The problem with applying a Golden Age assignation is that it implies that standards fall afterwards. However, prestigious choir master and Director and Chief Conductor of Ars Nova Copenhagen, Paul Hiller, has come to the rescue. With the enormous amount of information he has gained about Danish partsongs from research, programme-building and performing with the choir, he has affirmed that as far as choral compositions go, the Golden Age is still in effect. In this carefully-wrought and superbly performed selection of choral works from the early 1800s when folk songs were re-discovered (C.E.F. Weyse, Friedrich Kuhlau) to modern times (Ib Nørholm, 1994), Ars Nova supply convincing evidence for Golden Age continuation.
The standard of singing in this programme is breath-taking.
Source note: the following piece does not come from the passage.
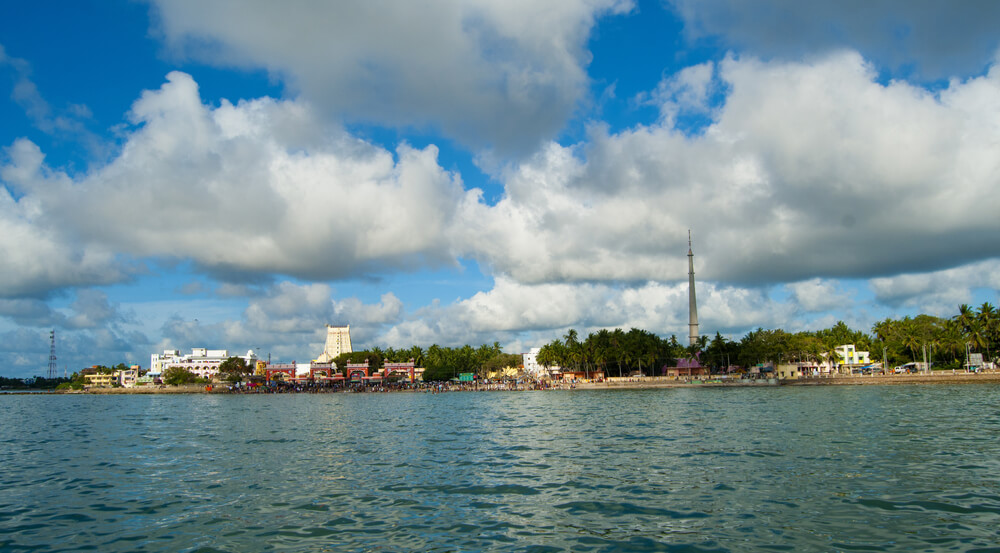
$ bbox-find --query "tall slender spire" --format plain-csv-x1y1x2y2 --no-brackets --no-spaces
688,229,698,346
Radiant with deep respect and understanding of the folklore, poetry and love of the Danish countryside, Ars Nova's 'a cappella' voices mingle superbly to celebrate the work of the listed composers. No wonder that the choir has such a world-wide reputation for excellence.
From the atmospheric cover painting by Christian Købke (1838), through Jens Cornelius' lucid music guide (in English and Danish) to the complete song texts in both languages, DaCapo's digipak is elegantly presented. The recording venue was Garnisons Kirke, a magnificent Copenhagen church in Dutch Baroque style, providing an acoustic which illuminates rather than confuses. Sourced in DXD, the clarity, balance and naturalness of the sound is exemplary, leaving the mind to attend fully to the beauty and purity of the singing.
Anyone at all interested in choral singing will surely take this distinguished music-making to heart. I found it to be an unmitigated delight and therefore recommend it unreservedly.